XXXVI. Над светлой рекой

Жуткое зрелище представляла собой на другой день Москва. Москвы, собственно, почти уже не было, а были только чудом уцелевшие небольшие островки ее и огромные черные дымящиеся пустыри между ними. А среди всего этого разрушения и острого смрада на высоком Боровицком холме возвышались закопченные стены и стрельницы недостроенного Кремля. В дыму виднелась чудовищная царь-пушка, только недавно отлитая фрязями и ни на что не нужная – стрелять из нее было невозможно, – а около нее тяжело чернели четыре громадных ядра. Сверху сыпался мелкий дождик, а по черной, раскисшей земле уныло бродили голодные люди. Огромное зарево, стоявшее всю ночь над городом, без слов сказало всем соседним городкам и деревням, что Москва приказала долго жить, и в помощь пострадавшему населению ее и в надежде на хорошие барыши уже тянулись со всех сторон обозы торговых людей и крестьян со всяким добром.
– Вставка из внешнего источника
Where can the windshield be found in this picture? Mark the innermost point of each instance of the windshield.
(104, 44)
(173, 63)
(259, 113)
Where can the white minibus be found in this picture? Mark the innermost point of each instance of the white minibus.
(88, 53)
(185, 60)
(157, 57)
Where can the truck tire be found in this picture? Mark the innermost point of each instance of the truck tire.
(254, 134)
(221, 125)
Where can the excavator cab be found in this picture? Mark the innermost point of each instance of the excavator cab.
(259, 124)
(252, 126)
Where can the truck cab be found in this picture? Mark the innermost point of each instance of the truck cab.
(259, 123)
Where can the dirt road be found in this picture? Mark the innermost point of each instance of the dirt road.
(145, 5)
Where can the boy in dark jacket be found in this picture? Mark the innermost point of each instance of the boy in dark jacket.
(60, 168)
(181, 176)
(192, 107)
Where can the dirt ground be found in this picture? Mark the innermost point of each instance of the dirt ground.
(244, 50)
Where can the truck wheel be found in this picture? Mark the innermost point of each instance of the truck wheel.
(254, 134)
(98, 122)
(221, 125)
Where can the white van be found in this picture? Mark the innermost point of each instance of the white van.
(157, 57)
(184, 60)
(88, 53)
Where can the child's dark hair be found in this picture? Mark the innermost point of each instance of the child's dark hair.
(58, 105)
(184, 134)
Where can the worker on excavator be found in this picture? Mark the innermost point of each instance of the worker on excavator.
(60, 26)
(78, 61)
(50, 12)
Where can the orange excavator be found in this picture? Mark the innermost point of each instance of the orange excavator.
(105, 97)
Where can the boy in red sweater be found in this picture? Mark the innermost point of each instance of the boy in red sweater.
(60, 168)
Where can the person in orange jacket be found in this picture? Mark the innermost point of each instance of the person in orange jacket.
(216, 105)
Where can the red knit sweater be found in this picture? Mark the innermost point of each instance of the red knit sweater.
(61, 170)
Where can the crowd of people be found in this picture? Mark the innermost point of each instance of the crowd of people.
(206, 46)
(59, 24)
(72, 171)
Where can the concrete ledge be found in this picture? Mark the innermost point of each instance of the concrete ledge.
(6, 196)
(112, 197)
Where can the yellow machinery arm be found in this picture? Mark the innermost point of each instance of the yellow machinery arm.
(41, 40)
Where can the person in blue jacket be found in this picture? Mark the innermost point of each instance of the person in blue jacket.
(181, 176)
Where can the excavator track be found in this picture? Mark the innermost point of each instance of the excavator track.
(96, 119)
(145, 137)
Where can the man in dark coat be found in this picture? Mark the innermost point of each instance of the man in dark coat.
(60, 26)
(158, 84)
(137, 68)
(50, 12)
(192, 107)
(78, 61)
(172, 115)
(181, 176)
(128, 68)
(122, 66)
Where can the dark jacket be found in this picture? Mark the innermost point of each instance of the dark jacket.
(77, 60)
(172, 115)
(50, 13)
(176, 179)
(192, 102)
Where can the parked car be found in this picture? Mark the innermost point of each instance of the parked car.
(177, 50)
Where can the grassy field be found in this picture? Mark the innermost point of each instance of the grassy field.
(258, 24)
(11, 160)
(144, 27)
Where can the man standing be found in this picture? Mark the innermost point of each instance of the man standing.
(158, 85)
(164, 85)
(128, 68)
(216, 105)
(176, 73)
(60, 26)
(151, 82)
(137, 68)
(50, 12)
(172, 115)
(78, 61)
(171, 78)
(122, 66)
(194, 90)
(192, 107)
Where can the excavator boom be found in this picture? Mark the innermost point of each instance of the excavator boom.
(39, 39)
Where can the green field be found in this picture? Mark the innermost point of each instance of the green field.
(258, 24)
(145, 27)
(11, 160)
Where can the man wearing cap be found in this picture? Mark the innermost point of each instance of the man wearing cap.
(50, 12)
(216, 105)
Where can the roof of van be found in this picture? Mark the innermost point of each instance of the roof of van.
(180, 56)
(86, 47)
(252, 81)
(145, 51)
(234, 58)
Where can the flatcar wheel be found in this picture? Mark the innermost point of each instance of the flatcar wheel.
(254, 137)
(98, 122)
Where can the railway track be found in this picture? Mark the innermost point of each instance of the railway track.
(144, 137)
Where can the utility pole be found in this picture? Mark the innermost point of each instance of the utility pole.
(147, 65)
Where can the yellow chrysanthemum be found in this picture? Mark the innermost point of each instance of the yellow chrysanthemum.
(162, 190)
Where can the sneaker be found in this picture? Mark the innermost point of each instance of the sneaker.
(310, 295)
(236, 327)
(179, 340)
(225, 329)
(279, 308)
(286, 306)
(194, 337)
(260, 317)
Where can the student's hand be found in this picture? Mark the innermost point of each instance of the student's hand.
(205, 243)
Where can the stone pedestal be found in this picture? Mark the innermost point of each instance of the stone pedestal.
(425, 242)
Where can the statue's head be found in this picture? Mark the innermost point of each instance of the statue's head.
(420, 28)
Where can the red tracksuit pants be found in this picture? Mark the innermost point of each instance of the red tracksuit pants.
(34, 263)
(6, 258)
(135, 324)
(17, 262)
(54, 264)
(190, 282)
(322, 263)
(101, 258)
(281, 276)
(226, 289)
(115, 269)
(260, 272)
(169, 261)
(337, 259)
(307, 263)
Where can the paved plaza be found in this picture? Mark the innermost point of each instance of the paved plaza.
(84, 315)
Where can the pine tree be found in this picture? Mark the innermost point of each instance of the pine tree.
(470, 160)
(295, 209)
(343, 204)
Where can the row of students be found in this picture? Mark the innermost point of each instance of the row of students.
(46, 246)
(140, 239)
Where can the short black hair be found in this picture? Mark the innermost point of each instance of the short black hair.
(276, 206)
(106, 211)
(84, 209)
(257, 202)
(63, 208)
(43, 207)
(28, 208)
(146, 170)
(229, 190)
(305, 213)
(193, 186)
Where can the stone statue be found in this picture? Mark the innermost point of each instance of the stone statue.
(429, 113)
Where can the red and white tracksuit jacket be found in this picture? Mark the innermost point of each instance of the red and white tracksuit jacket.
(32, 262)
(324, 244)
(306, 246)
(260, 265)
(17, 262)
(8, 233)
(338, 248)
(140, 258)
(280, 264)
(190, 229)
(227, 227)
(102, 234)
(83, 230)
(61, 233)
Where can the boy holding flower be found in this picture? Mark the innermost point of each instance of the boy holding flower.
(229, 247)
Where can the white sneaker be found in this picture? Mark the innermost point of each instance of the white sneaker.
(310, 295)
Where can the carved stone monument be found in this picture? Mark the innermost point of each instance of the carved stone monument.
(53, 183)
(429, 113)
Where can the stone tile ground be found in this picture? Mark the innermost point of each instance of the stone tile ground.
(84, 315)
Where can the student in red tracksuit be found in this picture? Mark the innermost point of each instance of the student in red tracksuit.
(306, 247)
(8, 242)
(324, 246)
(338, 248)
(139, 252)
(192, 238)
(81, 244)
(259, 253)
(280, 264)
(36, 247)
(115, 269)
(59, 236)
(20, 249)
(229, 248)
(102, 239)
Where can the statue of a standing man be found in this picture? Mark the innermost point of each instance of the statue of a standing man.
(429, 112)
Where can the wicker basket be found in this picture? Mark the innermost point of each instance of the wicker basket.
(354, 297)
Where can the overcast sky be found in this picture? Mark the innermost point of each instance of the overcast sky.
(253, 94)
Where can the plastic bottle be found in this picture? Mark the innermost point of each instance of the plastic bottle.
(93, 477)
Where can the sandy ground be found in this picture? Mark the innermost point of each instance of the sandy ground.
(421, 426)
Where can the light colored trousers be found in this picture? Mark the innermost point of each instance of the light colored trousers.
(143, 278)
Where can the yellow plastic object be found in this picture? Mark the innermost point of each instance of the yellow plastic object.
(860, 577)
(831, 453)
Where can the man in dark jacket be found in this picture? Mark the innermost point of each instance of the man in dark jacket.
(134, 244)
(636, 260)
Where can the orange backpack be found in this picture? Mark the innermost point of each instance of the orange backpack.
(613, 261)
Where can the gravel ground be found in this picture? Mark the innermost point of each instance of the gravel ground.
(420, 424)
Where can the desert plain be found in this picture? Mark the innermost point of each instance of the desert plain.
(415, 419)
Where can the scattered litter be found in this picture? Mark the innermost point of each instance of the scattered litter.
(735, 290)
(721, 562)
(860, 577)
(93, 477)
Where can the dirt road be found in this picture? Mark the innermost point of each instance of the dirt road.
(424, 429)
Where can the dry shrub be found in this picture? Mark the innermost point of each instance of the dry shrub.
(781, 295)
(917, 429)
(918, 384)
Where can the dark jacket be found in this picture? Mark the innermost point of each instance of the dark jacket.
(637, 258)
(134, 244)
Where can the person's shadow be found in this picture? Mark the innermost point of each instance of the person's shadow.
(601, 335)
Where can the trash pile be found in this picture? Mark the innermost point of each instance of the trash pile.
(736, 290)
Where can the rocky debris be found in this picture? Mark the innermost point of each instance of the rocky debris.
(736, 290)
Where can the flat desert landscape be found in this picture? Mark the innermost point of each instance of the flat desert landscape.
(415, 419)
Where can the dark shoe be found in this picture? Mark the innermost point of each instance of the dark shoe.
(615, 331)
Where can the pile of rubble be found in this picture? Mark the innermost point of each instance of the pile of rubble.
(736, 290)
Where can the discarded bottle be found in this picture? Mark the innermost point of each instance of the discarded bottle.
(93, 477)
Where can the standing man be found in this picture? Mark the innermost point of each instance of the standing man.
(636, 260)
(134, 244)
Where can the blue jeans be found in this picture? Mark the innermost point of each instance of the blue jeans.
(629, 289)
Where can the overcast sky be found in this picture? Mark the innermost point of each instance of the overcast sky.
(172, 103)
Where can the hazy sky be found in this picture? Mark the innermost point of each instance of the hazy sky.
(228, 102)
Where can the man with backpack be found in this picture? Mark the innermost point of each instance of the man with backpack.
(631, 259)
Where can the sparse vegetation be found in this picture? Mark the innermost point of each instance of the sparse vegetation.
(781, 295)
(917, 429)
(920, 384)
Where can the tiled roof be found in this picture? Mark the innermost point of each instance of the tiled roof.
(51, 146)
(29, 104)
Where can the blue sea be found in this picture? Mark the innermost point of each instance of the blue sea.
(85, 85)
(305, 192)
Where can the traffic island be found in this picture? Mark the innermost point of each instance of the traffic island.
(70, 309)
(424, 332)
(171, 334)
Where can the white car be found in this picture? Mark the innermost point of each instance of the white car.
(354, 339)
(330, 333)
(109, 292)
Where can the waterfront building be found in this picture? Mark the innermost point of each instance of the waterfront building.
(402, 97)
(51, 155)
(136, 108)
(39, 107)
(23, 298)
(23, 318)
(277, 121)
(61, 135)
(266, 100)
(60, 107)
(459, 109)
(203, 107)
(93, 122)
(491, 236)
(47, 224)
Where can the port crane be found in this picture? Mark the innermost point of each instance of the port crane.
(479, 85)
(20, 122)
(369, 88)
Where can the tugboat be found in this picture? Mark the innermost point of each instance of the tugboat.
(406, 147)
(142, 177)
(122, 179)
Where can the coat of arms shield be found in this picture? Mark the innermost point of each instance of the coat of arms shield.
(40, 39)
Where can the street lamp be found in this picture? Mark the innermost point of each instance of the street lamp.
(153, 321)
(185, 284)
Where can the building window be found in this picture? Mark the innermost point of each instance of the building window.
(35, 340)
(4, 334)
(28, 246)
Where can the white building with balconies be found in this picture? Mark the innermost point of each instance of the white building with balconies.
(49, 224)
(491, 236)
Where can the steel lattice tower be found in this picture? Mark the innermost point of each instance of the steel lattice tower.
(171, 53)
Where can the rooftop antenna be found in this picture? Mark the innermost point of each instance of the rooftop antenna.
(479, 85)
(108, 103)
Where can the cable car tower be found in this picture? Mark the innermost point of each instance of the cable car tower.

Великий государь – семья его спаслась тем, что ее на большой завозне вывезли на середку реки и там под огненным дождем стояли, пока огонь не ушел на посады, – сам распоряжался восстановлением жизни разрушенного города. Все работы на стенах и башнях были приостановлены, и работным людям было прежде всего повелено собрать по пожарищам погибших москвитян и рыть скудельницы для тысяч черных трупов, похожих на грубо сделанные куклы. Попы пели и кадили над несчастными, и их наспех зарывали…

Потом стали наспех разбирать пожарище, чтобы скорее, до холодов, поставить дома. О том, что следовало бы строить город из камня, и думушки ни у кого не было: во-первых, лес был очень дешев, во-вторых, поставить даже самые большие хоромы из лесу можно было в месяц, а в-третьих, каменных дел мастера на Руси были наперечет. Уцелевшие среди огня Успенский собор, царские палаты да каменный двор купца Таракана у Фроловских ворот не особенно убеждали москвитян, что каменные постройки лучше: все одно, внутри все так выгорело, что все надо начинать сызнова… Но Зосима, погоревав над сгоревшими грибками своими, рыбами жирными и прочей доброю снедью, все же велел ставить себе хоромы каменные. Приказные, скорбно помавая главами над сгоревшими бумагами своими, уже вострили перья, чтобы возобновить труды свои на пользу государства Московского и получить скорее от просителей соответственное плодоношение на погорелое место…

И затюкали по черному пожарищу плотницкие топорики… Митька Красные Очи терся среди озабоченных москвитян и жалобно тянул:

– Батюшка боярин, светлые твои очи, милостыньку-то убогому Христа ради…

А ежели кто не давал или давал мало, Митька лаялся…

Великий государь в сопровождении бояр ходил по черным развалинам Кремля и отдавал распоряжения, как ставить новые постройки: Софья права – теперь надо строиться пошире… В некотором отдалении за ним следовали фрязи. К ним только что прибыл новый хитрец, Алевиз, который привез из страны италийской немало новостей.

– Много разговоров идет теперь об этом самом Христофоре Колумбе, который новые земли за морем открыл… – тихонько рассказывал Алевиз, высокий, худой, с длинной бородой римлянин. – Он поплыл от наших берегов прямо на запад, а вышел, как сказывают, в Индии, повыше реки их Ганга. И народ там будто кожей красный, а в голове перья воткнуты, и ничего по-нашему не понимает. И говорит Христофор, что земля совсем не шар, как раньше думали, а скорее вроде груши, и на соске ее, где стебель-то выходит, и расположен будто рай…

– Ну а в Риме как дела? – спросил веселый Солари.